We can extend this idea to introducing anything in a story, including other characters.
Example of standard character description:
Ashley wore a tight fitting blue dress that fell to mid-thigh. Her hair was freshly done for a night out, wavy and full of highlights. A smoky eye and dark lip finished the look. Her clutch matched her sparkly heels. I caught a whiff of perfume as she came through the door, something at once floral and sensual.
Example of character description as opinions:
Ashley showed up at my place in one of her clubbing dresses. Satiny blue, and draping from her elegants shoulders. It clung to her curves, falling to mid thigh. It hinted at what it hid, and she wore it like liquid lingerie. Her presence overwhelmed me, tall in her sparkly heels, dark of eye with overpainted lips, all pouty. Everything about her suggested staying in rather than going out. The air that followed her through the door was scented with rain, but her floral perfume hinted at moonshadowed blossoms. She was in bloom—an intoxicating, elegant violet—rare, and wanting to be plucked.
Ahem. Whew. I don’t usually write descriptions like that. Excuse me. I need a drink of water, or something.
So you see how the point of view character (in this case the first person “I”) can reveal so much more when we allow their opinions to filter descriptions.

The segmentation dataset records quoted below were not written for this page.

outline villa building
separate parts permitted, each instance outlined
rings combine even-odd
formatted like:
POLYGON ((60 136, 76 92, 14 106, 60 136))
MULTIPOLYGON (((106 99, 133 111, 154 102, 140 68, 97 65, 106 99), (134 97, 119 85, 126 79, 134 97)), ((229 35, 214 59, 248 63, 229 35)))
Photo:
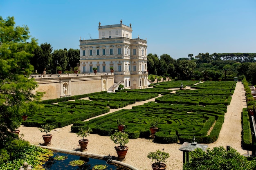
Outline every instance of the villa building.
POLYGON ((114 25, 99 22, 99 39, 80 38, 81 72, 92 73, 97 68, 98 73, 114 75, 114 88, 121 84, 124 88, 147 88, 147 41, 139 36, 132 39, 131 26, 122 24, 121 20, 114 25))

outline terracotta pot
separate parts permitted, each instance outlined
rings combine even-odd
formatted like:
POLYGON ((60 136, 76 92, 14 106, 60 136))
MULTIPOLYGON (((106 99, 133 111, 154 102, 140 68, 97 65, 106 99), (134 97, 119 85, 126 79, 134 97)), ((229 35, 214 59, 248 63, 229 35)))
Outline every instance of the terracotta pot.
POLYGON ((165 163, 160 163, 160 166, 159 166, 158 164, 154 163, 151 165, 151 166, 152 168, 153 168, 153 170, 165 170, 166 165, 165 163))
POLYGON ((19 135, 19 133, 20 133, 20 130, 18 129, 15 129, 14 131, 10 131, 10 132, 11 133, 15 133, 16 134, 19 135))
POLYGON ((125 125, 118 125, 117 126, 118 127, 118 130, 119 130, 119 131, 120 131, 120 132, 123 132, 124 131, 124 128, 125 125))
POLYGON ((22 119, 23 119, 23 121, 27 120, 27 116, 26 116, 25 115, 22 116, 22 119))
POLYGON ((52 135, 44 135, 42 136, 43 139, 45 141, 45 145, 47 145, 48 144, 51 143, 51 140, 52 140, 52 135))
POLYGON ((128 148, 126 146, 119 146, 115 147, 117 153, 117 160, 119 161, 122 161, 126 155, 128 148))
POLYGON ((150 131, 151 132, 151 138, 155 138, 155 133, 158 130, 158 128, 150 128, 150 131))
POLYGON ((79 144, 80 145, 81 151, 83 151, 87 150, 87 145, 88 145, 88 139, 81 139, 78 141, 79 144))

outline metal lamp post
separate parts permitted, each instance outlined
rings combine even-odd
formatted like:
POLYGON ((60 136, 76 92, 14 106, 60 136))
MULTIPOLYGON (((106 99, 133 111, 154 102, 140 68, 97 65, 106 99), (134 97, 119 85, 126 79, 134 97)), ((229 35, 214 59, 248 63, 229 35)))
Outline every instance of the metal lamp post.
POLYGON ((48 64, 47 65, 47 74, 49 73, 49 66, 50 66, 50 64, 48 64))
POLYGON ((58 60, 55 61, 55 62, 56 62, 56 64, 57 64, 56 66, 56 74, 57 74, 58 73, 58 70, 57 70, 57 67, 58 66, 58 60))

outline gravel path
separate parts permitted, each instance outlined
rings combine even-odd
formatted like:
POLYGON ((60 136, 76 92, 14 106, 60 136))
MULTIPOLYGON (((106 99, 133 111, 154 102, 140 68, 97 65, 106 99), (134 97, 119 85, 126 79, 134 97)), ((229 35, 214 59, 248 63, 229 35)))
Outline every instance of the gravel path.
MULTIPOLYGON (((225 120, 219 137, 215 142, 208 144, 209 147, 222 146, 226 147, 229 145, 238 150, 241 154, 251 154, 251 152, 243 150, 241 147, 241 113, 243 108, 246 107, 246 102, 243 85, 241 82, 238 82, 234 93, 232 96, 230 105, 228 106, 227 112, 225 115, 225 120)), ((110 109, 108 114, 117 110, 129 109, 134 106, 142 105, 150 101, 154 101, 155 98, 145 101, 137 102, 133 105, 129 105, 119 109, 110 109)), ((89 119, 88 119, 89 120, 89 119)), ((86 120, 88 121, 88 120, 86 120)), ((53 136, 50 147, 74 150, 80 148, 78 140, 81 139, 74 133, 70 132, 71 125, 57 128, 51 132, 53 136)), ((29 141, 31 144, 38 145, 43 143, 42 135, 38 128, 22 126, 19 129, 23 134, 22 138, 29 141)), ((114 149, 115 144, 110 140, 109 137, 90 134, 86 137, 89 139, 88 150, 85 152, 103 155, 116 156, 114 149)), ((126 145, 129 150, 126 158, 123 161, 126 163, 141 170, 152 170, 151 160, 146 157, 149 152, 154 152, 157 149, 170 154, 170 157, 167 159, 168 170, 182 170, 182 153, 179 150, 181 145, 157 144, 152 139, 130 139, 129 143, 126 145)))

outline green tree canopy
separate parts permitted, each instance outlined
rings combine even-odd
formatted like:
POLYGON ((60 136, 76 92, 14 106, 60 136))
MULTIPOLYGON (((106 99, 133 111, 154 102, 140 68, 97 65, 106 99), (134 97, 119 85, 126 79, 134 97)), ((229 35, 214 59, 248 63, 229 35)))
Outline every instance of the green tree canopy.
POLYGON ((69 64, 70 66, 74 67, 79 64, 80 60, 80 51, 78 49, 70 49, 67 51, 69 59, 69 64))
POLYGON ((62 49, 55 50, 52 53, 52 59, 55 66, 60 66, 63 70, 65 70, 68 63, 67 51, 62 49))
POLYGON ((0 149, 10 141, 9 129, 21 121, 21 116, 40 106, 42 94, 32 93, 37 84, 27 78, 34 71, 30 59, 37 46, 34 38, 27 42, 29 33, 27 26, 15 25, 14 17, 0 16, 0 149))

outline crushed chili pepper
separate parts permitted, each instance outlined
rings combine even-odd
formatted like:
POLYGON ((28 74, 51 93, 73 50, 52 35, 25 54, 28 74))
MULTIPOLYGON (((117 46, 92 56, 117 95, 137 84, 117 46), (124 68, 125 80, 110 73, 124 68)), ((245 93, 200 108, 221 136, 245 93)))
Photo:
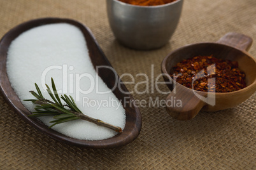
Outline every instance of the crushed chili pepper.
POLYGON ((236 61, 196 56, 177 63, 173 69, 171 77, 194 90, 227 93, 246 87, 245 74, 236 61))
POLYGON ((171 3, 176 0, 119 0, 121 2, 140 6, 155 6, 171 3))

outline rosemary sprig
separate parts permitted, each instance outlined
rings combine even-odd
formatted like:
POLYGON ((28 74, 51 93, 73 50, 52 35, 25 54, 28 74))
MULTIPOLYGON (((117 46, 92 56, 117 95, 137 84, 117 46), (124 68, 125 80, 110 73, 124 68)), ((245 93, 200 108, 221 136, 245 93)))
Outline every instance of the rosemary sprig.
POLYGON ((38 105, 36 105, 36 107, 34 108, 36 112, 32 112, 32 114, 29 115, 29 117, 53 115, 53 118, 55 119, 55 120, 50 122, 53 123, 53 124, 49 126, 49 128, 51 128, 52 126, 58 124, 77 119, 82 119, 95 123, 99 126, 104 126, 118 133, 122 133, 122 129, 120 127, 111 125, 99 119, 94 119, 84 115, 77 107, 74 99, 71 96, 68 96, 66 95, 64 95, 64 96, 61 95, 60 98, 57 92, 56 87, 52 78, 52 88, 53 92, 47 84, 45 85, 47 88, 46 90, 48 93, 50 95, 54 102, 45 99, 38 84, 35 83, 34 85, 38 93, 34 91, 30 91, 29 92, 36 99, 24 100, 24 101, 31 101, 33 103, 38 105), (66 103, 63 105, 61 102, 60 98, 66 103), (67 108, 67 107, 68 108, 67 108))

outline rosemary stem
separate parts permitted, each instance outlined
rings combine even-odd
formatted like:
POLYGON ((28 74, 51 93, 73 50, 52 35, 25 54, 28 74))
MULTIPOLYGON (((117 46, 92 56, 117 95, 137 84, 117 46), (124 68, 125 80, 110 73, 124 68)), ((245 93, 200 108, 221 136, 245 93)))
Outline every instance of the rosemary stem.
POLYGON ((89 117, 88 115, 84 115, 83 114, 80 114, 80 117, 82 120, 87 121, 89 122, 95 123, 97 125, 102 126, 110 128, 110 129, 111 129, 112 130, 114 130, 114 131, 115 131, 116 132, 118 132, 118 133, 122 133, 122 128, 120 128, 118 126, 112 125, 111 124, 106 123, 106 122, 103 122, 103 121, 101 121, 99 119, 96 119, 92 118, 91 117, 89 117))

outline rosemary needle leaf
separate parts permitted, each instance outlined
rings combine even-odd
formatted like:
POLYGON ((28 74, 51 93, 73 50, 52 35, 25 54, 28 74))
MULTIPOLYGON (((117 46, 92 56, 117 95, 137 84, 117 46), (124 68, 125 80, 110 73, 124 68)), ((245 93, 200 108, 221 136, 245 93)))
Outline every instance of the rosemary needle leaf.
POLYGON ((55 122, 55 124, 51 125, 50 126, 49 126, 49 128, 51 128, 52 126, 57 124, 60 124, 60 123, 64 123, 66 122, 68 122, 68 121, 75 121, 75 120, 77 120, 79 119, 80 118, 78 117, 71 117, 71 118, 68 118, 68 119, 61 119, 59 121, 55 122))
POLYGON ((53 106, 55 108, 58 109, 60 112, 64 112, 65 114, 72 114, 72 113, 71 112, 69 112, 69 110, 66 110, 64 107, 59 107, 59 106, 58 106, 57 105, 54 105, 54 104, 52 104, 52 106, 53 106))
POLYGON ((77 107, 77 105, 76 104, 76 102, 75 101, 75 100, 73 98, 73 97, 69 95, 70 98, 72 100, 73 103, 74 104, 75 107, 76 108, 76 112, 82 113, 81 110, 79 110, 79 108, 77 107))
POLYGON ((64 95, 65 98, 66 98, 66 101, 67 102, 67 104, 71 107, 72 110, 77 112, 75 106, 74 106, 74 104, 70 100, 70 99, 68 98, 68 96, 66 95, 64 95))
POLYGON ((55 96, 55 98, 57 98, 57 100, 59 101, 59 104, 60 104, 60 105, 62 105, 62 103, 61 103, 60 99, 59 97, 58 93, 57 92, 56 86, 55 86, 55 84, 54 83, 53 79, 52 77, 52 89, 53 91, 53 93, 54 93, 54 95, 55 96))
POLYGON ((76 117, 75 114, 60 114, 58 115, 55 115, 53 117, 54 119, 63 119, 63 118, 68 118, 71 117, 76 117))
POLYGON ((51 105, 36 105, 37 108, 52 108, 51 105))
POLYGON ((32 101, 32 102, 35 102, 36 101, 37 101, 38 100, 36 99, 27 99, 27 100, 24 100, 23 101, 32 101))
POLYGON ((38 100, 41 100, 41 98, 40 97, 40 96, 38 95, 38 94, 36 94, 36 93, 34 92, 34 91, 30 91, 29 92, 31 93, 31 94, 32 94, 34 96, 35 96, 37 99, 38 99, 38 100))
POLYGON ((60 114, 53 117, 54 119, 66 119, 71 117, 77 117, 75 114, 60 114))
POLYGON ((50 89, 49 86, 48 86, 47 84, 45 84, 45 86, 46 86, 46 88, 47 88, 47 89, 46 89, 47 92, 48 92, 48 93, 49 93, 49 95, 51 96, 51 98, 52 98, 52 100, 53 100, 54 101, 55 101, 56 103, 57 103, 57 104, 59 105, 59 103, 58 103, 58 101, 57 101, 57 100, 56 100, 55 98, 54 97, 53 95, 52 94, 52 92, 51 89, 50 89))
POLYGON ((34 86, 36 86, 36 91, 37 91, 38 93, 39 96, 41 98, 43 98, 42 93, 41 93, 41 90, 40 90, 40 89, 39 88, 38 84, 37 84, 36 83, 35 83, 35 84, 34 84, 34 86))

Same Ashley, different POV character:
Ashley showed up at my place in one of her scandlous “going out” dresses. I wouldn’t even call it a dress! I wore more to bed on my wedding night than that little blue wrap. And the way she’d painted her face, with those raccoon mask eyes and bruised lips. She could tell I was disapointed in her. I know she could because she tried to loom over me in her cheap heels, as if to dare me (her mother!) to say something. Anything. I kept my mouth shut and tried not to sneeze on her overpowering perfume. I complimented her purse. Inwardly I prayed for her. But there’s only so much a mother’s prayers can do for such a girl.
You will notice that descriptions filtered through your point of view character’s opinion reveal as much—or more—about the POV character as it does the character they are seeing.
Isn’t that beautiful? The reader loves this, because they get to sit way down deep in your POV character’s world, which makes it more real and much more fun.